Un décret peut donc non seulement modifier une loi, mais encore plus aller à l'encontre d'une décision du Conseil Constitutionnel, violant ainsi la constitution elle-même. Mais j'attends bien entendu les avis éclairés pour me contredire et me démontrer que tout cela n'est que la lecture d'un texte tronquée par un pessimisme sans limite...
J'invite dans l'attente instamment le premier président de la Cour de Cassation, M. LAMANDA, à ne pas presser ses services à rendre son rapport, commandé par le président de la République pour contourner la décision du Conseil Constitutionnel rendre applicable la loi, avant la fin du mois de mai, comme il a indiqué il y a quelques jours qu'il le ferait : le premier ministre, la garde des sceaux et la ministre de la santé, de la jeunesse, des sports et de la vie associative l'ont devancé.

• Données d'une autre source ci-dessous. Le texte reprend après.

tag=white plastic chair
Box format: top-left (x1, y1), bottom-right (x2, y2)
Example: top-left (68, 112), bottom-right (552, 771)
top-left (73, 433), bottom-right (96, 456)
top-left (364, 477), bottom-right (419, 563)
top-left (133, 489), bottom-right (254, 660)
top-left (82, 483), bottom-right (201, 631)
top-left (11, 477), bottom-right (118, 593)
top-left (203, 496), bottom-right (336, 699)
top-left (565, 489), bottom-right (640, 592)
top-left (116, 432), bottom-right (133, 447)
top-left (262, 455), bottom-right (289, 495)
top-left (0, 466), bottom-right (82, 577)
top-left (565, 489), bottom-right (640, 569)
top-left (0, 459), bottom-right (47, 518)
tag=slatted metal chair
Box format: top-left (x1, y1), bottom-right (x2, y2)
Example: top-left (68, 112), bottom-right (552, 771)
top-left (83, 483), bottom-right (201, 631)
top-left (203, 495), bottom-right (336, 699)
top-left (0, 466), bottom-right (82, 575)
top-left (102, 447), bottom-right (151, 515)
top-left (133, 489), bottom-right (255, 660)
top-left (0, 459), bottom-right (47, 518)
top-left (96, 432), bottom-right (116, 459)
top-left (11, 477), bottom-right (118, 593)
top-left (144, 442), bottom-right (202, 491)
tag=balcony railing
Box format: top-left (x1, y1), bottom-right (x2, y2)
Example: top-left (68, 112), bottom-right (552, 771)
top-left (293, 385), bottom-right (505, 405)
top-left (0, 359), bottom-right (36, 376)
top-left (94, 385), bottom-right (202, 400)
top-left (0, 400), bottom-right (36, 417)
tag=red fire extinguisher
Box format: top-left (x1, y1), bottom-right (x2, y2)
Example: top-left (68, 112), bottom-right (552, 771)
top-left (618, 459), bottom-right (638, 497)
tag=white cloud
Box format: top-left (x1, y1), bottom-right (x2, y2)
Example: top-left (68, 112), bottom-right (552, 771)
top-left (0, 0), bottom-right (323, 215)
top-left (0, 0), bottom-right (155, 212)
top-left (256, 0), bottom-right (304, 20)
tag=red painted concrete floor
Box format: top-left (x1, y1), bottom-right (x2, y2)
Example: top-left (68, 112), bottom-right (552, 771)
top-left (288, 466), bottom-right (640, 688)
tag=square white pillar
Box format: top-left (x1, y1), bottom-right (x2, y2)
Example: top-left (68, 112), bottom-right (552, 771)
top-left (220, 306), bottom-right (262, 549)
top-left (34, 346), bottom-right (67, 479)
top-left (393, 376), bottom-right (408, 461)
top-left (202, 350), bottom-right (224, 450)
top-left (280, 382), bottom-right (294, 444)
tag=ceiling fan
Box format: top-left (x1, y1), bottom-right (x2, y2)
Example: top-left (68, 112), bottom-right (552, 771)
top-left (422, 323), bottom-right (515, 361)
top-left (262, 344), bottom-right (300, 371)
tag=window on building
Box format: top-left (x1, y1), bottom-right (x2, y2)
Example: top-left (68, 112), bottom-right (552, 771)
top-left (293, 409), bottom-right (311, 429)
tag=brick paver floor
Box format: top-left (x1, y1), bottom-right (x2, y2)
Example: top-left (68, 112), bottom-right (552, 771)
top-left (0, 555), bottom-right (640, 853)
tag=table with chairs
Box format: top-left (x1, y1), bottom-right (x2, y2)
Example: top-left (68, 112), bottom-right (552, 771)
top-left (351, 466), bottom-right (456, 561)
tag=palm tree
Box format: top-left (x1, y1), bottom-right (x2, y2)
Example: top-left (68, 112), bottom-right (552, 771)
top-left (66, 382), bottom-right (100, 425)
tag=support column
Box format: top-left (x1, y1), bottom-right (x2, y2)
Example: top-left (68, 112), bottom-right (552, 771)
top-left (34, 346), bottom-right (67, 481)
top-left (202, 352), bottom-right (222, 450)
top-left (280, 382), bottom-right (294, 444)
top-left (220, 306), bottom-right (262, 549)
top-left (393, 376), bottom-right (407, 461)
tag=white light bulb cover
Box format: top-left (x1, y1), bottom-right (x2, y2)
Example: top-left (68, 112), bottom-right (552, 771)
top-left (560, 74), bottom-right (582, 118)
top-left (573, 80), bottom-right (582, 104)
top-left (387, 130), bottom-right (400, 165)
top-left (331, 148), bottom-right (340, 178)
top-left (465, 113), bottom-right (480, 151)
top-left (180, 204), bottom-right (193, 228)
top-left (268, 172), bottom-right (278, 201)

Mise à jour du 19 avril par Eolas : Grâce à notre dévouée aliocha, qui marche dans les pas des Albert Londres, Gunther Wallraff et autres Robert Namias, nous apprenons qu'il s'agirait d'une faute de frappe et qu'un rectificatif sera publié au JO très rapidement. Toujours est-il qu'au JO de ce jour, aucun rectificatif n'est paru. Il demeure que, faute de frappe ou pas, en l'état, ce décret dit bien que les articles 706-53-13 et suivants du CPP entrent en vigueur immédiatement, et que c'est le texte tel qu'il est publié qui est applicable. Ainsi, cela fait 23 ans que la loi Badinter sur les accidents de la circulation est reproduite dans les codes avec deux horribles fautes de grammaire, dont une qui modifie le sens du texte.
Mille merci à aliocha d'avoir pris le temps et la peine de faire ces démarches, un vendredi soir qui plus est.